I've been on the other side of the country, visiting my brother. When I got back I noticed the eBay strip on the left side of the home page is gone, replaced by a few ads for used cars and other non-RR stuff. Did I change something in my computer before I left, or is this intentional? I always check the eBay column before logging in and I've bought a fair amount of things as a result of checking that strip.

Yeah, I know I can set up eBay to let me know......I already have half a dozen interests covered that way. But I liked having a quick look at the auctions that were close to expiring without having to log in to their site, etc.

Boy, I really hate change.

JackM


----------



## Ray Dunakin (Jan 6, 2008)

I'm still seeing the G scale ebay stuff.

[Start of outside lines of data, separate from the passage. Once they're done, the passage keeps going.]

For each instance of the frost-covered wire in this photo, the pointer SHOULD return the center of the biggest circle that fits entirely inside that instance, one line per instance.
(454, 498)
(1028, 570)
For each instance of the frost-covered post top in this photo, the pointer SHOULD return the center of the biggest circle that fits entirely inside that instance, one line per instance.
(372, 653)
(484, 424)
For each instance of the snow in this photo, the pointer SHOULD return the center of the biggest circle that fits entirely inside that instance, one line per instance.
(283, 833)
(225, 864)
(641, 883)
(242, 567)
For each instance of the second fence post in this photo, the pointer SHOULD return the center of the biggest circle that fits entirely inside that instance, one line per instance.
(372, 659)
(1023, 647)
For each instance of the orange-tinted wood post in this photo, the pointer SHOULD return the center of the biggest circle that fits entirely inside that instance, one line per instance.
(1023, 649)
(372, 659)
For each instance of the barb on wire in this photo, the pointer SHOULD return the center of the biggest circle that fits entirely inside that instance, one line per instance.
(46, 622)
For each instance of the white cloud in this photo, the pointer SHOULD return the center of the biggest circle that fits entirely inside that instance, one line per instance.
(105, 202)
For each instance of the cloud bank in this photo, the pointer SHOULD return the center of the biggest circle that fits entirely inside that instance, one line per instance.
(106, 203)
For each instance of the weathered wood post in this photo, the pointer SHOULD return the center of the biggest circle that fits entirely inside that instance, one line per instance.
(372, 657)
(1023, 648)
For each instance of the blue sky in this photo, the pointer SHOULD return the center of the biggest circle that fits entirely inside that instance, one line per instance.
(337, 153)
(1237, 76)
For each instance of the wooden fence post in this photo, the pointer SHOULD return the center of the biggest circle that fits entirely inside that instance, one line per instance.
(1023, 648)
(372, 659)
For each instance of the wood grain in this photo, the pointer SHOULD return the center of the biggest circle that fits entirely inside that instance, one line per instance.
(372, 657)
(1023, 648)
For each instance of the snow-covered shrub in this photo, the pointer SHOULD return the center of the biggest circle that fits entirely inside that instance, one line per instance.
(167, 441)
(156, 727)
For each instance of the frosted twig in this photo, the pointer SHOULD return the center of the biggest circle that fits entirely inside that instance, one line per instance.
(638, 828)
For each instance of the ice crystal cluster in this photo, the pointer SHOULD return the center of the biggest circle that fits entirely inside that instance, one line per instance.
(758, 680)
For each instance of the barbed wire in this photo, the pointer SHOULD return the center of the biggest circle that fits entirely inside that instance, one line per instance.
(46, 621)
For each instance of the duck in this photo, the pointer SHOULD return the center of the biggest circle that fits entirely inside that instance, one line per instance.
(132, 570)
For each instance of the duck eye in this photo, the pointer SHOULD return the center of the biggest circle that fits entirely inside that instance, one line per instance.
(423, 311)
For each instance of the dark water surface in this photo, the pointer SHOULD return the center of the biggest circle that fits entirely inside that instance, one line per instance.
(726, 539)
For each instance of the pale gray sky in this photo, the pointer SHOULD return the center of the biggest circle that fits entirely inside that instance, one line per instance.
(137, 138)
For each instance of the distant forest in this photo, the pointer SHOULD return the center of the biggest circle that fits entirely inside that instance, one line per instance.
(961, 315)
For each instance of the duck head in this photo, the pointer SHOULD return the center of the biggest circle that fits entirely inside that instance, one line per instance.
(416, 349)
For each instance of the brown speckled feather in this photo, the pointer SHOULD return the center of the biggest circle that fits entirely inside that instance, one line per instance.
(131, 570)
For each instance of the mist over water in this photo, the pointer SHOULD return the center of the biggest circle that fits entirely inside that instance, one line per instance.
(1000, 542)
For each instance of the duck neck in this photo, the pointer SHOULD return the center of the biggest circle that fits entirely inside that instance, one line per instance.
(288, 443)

Try clearing your browser cache and reloading the page.


----------



## ShadsTrains (Dec 27, 2007)

For some reason, the ebay ads aren't showing in internet explorer. I haven't figured out why yet... I'm working on it.


----------



## JackM (Jul 29, 2008)

I brought up Firefox just for fun, and the eBay list does show up on the left. So if you can figure it out, Shad, maybe I'm not the only person who appreciates it. I can live without it, I'm sure. I'm not about to switch everything over to Firefox just for the eBay list. 

JackM 

Puh-leaze - let's skip the lectures about how IE sucks and Firefox, Safari and Linux are far superior. Maybe they are. But I haven't had IE crash on me since I traded in the computer I built with hamfest parts and Windows 3.1 for a Dell.


----------



## ShadsTrains (Dec 27, 2007)

I think I've figured it out.. Another case of IE not working the same way as everyone else, and ebay changing the way their banners work...


----------



## vsmith (Jan 2, 2008)

I use IE, when I'm logged *out*, evilbay comes up on the left side, when I'm logged *in*, its gone!


----------



## ShadsTrains (Dec 27, 2007)

Posted By vsmith on 07 Feb 2012 03:32 PM 
I use IE, when I'm logged *out*, evilbay comes up on the left side, when I'm logged *in*, its gone! 
Because you are a 1st class member and those ads are hidden for logged in 1st class members..


----------



## Greg Elmassian (Jan 3, 2008)

victor... have some more coffee... 

hahahaha! 

Greg


----------



## kormsen (Oct 27, 2009)

i'm a second class user using IE and i got ebay's ads with the "resized" pics as i always did.


----------



## JackM (Jul 29, 2008)

Thanks, Shad. It popped up in a new, crisper format as soon as I accessed MLS. I logged in to say thanks, and will now log out to see if there's anything I need in the current list. A nice way to start my day: coffee, MLS, eBay and spending money for something I didn't know I needed. 

JackM


----------



## vsmith (Jan 2, 2008)

Posted By Greg Elmassian on 07 Feb 2012 03:57 PM 
victor... have some more coffee... 

hahahaha! 

Greg 









THANKS


----------



## Greg Elmassian (Jan 3, 2008)

Victor, how did you sneak in my house and get me just before my daily commute? 

hahahaha! 

Greg


----------